From an engineering standpoint, the design of a double connection is an efficient connection allowing for two beams on opposite sides of a column web to share the same set common connection bolts. However, from an ironworker connector’s standpoint, it can be a deadly design resulting in structural collapse, unless certain shop fabrication requirements are addressed. To attach the second member, the nuts on the first beams bolts must be removed and the bolt’s backed-out. This maneuver is extremely dangerous and often takes place with a connector sitting on the first member.
The Occupational Safety and Health Administration (OSHA) Subpart R – Steel Erection standard, drafted by three members of the IW and industry stakeholders, includes specific steel fabrication requirements to address the hazards double connections over column webs.

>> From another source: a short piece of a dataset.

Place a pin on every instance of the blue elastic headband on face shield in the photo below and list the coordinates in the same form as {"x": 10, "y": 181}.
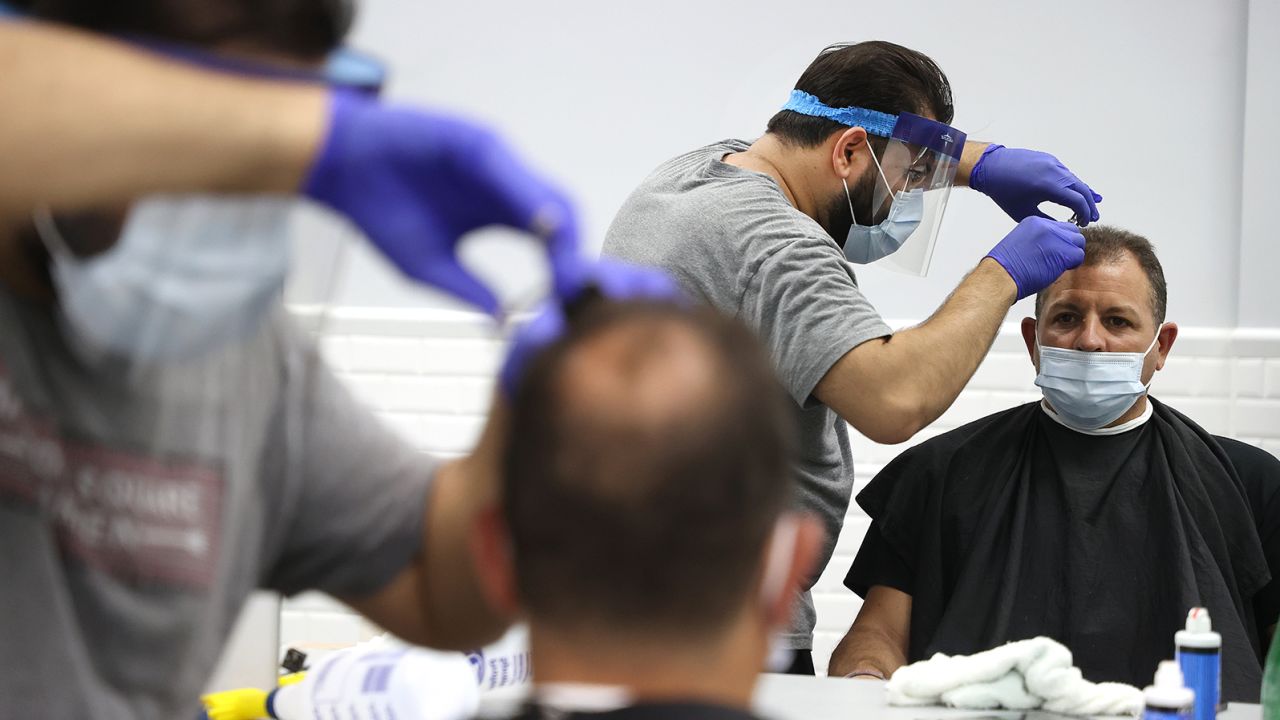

The following are two OSHA standards pertaining to steel fabrication of columns designed with double connections that provide specific requirements to prevent structural collapse during the erection process. It is important for our members, steel erection contractors and steel fabricators to recognize the potential structural collapse hazards associated with the double connection design, and the OSHA Subpart R – Steel Erection standards written to prevent this steel erection hazard. Our members and contractors must never erect columns that do not comply with the following OSHA standards:
CFR 1926.756(c)(1) – “When two structural members on opposite sides of a column web, or a beam web over a column, are connected sharing common connection holes, at least one bolt with its wrench-tight nut shall remain connected to the first member unless a shop-attached or field-attached seat or equivalent connection device is supplied with the member to secure the first member and prevent the column from being displaced (See Appendix H to this subpart for examples of equivalent connection devices).
CFR 1926.756(c)(2) – “If a seat or equivalent device is used, the seat (or device) shall be designed to support the load during the double connection process. It shall be adequately bolted or welded to both a supporting member and the first member before the nuts on the shared bolts are removed to make the double connection.”
The illustration to the left shows the erection of a typical double connection without any type of protective measures required by the above OSHA standard. Both of the nuts have been removed from the bolts and a spud wrench is used to help guide the second member into position over the bolts of the first beam. Connectors are sitting on the beam, not secured or protected from opening up, can collapse while trying to make the connection. Ironworkers must not erect double connections unless seat lugs or other devices are either shop or field attached to prevent collapse hazards. The use of come-alongs and/or half-pins to temporarily secure the beam to column connection during erection are not an acceptable method, or an alternative means to comply with the above OSHA standards.